Whitespace Project Plan

Vision

Build the fastest, safest, developer-centric whitespace normalisation toolkit as a tightly scoped, one-off experiment destined for a deep-dive blog post. Deliver a Rust core library (whitespace-core) with reusable primitives, a high-performance CLI (whitespace-cli), and thorough documentation.
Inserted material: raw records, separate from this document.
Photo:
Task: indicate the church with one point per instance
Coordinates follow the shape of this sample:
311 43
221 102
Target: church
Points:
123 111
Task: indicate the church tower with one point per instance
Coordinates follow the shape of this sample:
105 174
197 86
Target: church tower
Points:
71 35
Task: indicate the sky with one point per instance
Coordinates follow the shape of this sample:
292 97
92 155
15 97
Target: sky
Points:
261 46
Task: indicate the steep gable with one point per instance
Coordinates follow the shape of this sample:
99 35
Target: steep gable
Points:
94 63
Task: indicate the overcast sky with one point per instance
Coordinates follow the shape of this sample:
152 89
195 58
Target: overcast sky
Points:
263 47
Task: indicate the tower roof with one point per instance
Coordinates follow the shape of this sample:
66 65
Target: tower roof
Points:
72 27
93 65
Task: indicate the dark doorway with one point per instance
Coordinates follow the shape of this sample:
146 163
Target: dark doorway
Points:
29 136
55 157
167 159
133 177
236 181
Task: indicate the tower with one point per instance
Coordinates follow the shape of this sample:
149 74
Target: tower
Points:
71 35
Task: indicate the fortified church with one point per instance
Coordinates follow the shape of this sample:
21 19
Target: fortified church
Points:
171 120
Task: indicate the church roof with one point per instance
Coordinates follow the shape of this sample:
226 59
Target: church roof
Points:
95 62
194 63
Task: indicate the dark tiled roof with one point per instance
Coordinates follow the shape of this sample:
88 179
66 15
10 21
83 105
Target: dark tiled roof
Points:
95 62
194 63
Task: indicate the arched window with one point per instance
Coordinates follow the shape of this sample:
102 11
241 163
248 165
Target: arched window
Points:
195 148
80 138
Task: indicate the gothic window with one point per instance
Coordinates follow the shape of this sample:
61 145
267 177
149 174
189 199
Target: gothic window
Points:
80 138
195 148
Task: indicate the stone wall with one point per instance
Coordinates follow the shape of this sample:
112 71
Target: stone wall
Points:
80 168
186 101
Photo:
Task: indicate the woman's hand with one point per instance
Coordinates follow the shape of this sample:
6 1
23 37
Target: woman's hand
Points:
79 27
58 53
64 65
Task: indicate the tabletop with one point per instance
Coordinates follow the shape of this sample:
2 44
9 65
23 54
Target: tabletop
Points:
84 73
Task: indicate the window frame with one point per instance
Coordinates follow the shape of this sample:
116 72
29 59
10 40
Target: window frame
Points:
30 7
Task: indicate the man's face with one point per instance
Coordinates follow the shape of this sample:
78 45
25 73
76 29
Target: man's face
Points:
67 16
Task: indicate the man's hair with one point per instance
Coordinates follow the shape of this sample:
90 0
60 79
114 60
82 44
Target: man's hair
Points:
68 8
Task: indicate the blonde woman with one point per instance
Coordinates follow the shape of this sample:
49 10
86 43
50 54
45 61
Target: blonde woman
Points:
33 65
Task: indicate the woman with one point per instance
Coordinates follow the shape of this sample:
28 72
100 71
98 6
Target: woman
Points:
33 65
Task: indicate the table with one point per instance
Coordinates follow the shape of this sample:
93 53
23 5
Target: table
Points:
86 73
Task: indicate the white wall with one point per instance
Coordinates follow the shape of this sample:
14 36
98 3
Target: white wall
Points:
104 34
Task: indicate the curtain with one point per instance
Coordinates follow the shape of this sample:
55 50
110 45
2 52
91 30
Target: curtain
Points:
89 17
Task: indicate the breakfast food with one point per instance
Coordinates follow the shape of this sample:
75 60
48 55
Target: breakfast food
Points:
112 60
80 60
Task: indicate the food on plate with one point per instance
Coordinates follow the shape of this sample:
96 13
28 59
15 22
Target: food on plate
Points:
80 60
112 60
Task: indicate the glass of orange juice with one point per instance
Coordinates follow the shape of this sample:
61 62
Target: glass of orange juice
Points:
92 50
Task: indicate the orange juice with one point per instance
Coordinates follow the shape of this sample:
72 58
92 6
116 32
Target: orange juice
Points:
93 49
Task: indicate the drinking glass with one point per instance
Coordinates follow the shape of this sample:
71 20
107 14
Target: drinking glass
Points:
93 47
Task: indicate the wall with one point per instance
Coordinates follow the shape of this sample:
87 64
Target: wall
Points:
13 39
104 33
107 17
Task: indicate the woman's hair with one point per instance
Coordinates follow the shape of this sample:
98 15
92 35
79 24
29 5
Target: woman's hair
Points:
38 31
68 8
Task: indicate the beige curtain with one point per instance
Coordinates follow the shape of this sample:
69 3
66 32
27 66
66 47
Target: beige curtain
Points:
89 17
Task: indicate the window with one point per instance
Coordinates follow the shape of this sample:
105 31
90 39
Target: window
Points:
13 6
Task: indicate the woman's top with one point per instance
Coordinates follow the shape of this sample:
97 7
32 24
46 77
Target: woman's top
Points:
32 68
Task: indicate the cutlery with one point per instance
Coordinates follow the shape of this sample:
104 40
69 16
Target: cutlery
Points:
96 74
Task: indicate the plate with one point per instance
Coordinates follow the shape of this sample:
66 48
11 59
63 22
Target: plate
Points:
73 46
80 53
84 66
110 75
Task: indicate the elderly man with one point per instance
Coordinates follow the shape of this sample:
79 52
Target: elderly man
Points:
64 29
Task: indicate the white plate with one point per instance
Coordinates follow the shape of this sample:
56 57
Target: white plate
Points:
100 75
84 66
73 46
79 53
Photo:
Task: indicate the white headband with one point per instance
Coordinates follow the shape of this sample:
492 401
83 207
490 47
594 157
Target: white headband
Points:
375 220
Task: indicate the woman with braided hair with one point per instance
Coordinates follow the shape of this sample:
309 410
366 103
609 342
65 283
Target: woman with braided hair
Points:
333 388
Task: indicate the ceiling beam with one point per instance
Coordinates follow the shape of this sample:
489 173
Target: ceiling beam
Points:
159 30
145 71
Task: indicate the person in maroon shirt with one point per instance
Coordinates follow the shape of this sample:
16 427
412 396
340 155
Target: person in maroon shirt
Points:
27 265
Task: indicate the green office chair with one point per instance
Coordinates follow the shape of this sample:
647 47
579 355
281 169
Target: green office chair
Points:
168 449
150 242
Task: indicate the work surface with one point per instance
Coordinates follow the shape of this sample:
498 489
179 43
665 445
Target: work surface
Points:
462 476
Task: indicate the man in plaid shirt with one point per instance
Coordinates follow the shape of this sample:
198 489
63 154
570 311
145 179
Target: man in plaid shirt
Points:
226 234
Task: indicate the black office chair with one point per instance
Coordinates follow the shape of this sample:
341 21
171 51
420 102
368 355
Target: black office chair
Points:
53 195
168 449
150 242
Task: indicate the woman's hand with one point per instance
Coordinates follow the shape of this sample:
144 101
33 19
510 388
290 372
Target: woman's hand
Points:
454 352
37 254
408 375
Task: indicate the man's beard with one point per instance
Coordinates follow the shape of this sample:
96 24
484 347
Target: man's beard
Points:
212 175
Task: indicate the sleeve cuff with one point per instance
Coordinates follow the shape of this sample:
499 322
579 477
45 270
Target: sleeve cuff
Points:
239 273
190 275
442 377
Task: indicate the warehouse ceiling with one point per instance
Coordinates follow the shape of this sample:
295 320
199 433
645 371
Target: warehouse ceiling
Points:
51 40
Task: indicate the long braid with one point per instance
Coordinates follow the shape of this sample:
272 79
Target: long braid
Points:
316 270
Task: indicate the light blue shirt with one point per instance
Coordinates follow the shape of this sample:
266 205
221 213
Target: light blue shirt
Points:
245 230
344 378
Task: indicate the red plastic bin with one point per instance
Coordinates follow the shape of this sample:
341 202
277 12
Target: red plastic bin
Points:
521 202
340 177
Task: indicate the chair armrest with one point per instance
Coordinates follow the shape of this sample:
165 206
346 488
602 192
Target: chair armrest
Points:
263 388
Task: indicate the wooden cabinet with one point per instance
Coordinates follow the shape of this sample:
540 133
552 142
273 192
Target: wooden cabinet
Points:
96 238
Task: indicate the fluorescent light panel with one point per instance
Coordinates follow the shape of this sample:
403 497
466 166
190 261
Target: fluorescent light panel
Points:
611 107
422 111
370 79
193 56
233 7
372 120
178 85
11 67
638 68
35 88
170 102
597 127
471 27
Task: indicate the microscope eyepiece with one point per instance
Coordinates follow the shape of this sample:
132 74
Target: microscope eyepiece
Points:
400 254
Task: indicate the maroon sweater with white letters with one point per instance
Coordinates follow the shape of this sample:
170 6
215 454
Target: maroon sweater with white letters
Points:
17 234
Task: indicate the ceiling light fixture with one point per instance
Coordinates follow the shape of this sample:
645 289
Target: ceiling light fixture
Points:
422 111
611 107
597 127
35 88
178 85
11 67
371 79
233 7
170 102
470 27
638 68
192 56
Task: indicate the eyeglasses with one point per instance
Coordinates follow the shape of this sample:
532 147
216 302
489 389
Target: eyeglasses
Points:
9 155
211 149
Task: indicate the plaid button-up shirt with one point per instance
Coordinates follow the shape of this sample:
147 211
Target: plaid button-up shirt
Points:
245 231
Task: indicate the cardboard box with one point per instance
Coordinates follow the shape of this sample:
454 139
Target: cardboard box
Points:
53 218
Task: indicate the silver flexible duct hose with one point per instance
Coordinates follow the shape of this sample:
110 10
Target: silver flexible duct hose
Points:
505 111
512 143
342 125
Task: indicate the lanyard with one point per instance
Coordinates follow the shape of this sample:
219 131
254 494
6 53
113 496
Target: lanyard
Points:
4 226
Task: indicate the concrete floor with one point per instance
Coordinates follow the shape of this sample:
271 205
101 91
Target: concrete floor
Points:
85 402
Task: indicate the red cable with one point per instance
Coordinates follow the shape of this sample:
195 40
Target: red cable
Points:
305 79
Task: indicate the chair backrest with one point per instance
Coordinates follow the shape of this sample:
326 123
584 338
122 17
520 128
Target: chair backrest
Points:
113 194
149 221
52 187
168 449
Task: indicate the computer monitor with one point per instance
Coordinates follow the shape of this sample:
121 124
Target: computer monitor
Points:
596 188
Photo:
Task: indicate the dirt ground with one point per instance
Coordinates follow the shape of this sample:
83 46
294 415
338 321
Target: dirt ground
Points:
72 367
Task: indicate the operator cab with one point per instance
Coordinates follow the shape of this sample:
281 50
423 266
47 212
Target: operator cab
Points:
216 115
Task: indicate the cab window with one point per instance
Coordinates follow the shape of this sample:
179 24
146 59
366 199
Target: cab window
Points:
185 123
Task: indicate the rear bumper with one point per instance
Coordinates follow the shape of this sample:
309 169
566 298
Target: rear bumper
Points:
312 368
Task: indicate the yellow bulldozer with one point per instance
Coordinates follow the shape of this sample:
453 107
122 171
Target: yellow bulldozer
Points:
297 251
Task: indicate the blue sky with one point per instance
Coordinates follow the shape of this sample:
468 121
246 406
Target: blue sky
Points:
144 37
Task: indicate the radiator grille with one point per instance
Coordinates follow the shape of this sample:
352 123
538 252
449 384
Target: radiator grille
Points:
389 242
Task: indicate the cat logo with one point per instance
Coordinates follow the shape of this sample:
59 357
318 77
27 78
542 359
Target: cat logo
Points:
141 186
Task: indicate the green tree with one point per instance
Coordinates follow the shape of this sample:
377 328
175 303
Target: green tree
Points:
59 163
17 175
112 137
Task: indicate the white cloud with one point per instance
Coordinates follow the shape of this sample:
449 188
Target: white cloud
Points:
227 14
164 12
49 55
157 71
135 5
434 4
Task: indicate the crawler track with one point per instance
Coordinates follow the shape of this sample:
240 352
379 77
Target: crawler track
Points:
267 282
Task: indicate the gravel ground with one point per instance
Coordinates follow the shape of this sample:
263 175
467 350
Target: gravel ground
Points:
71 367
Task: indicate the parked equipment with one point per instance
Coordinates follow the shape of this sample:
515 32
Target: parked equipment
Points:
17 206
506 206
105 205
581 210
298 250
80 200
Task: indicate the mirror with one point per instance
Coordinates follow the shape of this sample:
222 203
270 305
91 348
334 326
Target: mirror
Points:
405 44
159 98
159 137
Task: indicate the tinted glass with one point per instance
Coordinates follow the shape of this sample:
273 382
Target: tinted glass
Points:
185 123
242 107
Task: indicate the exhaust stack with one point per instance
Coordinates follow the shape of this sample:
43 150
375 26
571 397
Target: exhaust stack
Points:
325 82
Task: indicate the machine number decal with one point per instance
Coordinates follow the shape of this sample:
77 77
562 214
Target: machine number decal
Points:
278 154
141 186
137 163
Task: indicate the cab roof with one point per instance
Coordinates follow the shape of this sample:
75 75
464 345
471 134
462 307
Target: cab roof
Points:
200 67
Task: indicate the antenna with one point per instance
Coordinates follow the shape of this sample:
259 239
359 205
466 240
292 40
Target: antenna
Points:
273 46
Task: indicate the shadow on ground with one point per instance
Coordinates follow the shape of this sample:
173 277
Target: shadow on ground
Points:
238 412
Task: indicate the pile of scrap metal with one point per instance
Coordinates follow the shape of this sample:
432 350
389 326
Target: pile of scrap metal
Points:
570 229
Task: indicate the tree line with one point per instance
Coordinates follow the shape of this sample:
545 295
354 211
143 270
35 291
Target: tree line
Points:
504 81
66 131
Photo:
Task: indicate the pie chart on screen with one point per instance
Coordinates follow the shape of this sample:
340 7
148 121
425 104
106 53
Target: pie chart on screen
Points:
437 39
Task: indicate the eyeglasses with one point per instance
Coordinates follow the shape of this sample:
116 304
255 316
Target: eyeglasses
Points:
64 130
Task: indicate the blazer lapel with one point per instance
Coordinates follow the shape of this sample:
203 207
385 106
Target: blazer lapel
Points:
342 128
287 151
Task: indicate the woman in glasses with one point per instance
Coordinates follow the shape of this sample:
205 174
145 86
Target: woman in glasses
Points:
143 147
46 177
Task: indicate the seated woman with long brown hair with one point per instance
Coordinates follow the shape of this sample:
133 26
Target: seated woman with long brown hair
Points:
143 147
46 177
Focus on deterministic behaviour, precise whitespace handling, and exceptional DX so teams like DocSpring can adopt it confidently.

Core Capabilities

Trim trailing whitespace at line ends.
Guarantee a trailing newline at EOF.
Convert line endings between LF and CRLF (bidirectional, configurable default).
Convert indentation between tabs and spaces with configurable widths.
Detect binary files quickly and skip them.
Respect project ignore rules (.gitignore, .git/info/exclude).
Provide a JSON-friendly API surface (via the core crate) that higher level tools can bind to.

Architecture Overview

Core Library (whitespace-core)
- Pure Rust transformation engine with SIMD-accelerated byte scanning (build dedicated packed-compare routines on top of memchr/memrchr primitives).
- Case/encoding agnostic: operate on raw bytes while preserving UTF-8 correctness.
- Deterministic transforms with idempotent operations (re-running should produce identical output).
CLI (whitespace-cli)
- Clap-based command surface with subcommands for trim/apply/check.
- Option parsing maps directly to TransformOptions in the core crate.
- Gitignore-aware walker and safety confirmations before writes.
- --check mode for CI hooks.
Cache + Metadata Layer
- Repo-specific cache of known-clean files keyed by exact stat/info signature.
- OS-specific incremental change tracking (FSEvents, USN Journal, fallback walk on Linux/others).
Tooling + Docs
- Taskfile-based workflows (task lint, task test, task build).
- Starlight docs covering installation, guides, CLI reference, cache internals.

Performance Strategy

One-pass scanning: Compile ignore globs once, walk the repo a single time, perform transformations streaming per file.
SIMD and byte-search primitives: Build dedicated SIMD routines (e.g., byteset masks for whitespace, newline detection) backed by memchr/memrchr fallbacks.
Zero-copy unchanged paths: Skip writes when transformations produce identical buffers.
Temporary file staging: Only rewrite when necessary; leverage atomic rename for durability.
Parallel directory traversal: Use ignore + rayon for candidate enumeration; keep per-file IO single-threaded to leverage OS caches.
Cache warm-up: Combine stat-based fingerprinting with OS journals to avoid scanning unchanged files.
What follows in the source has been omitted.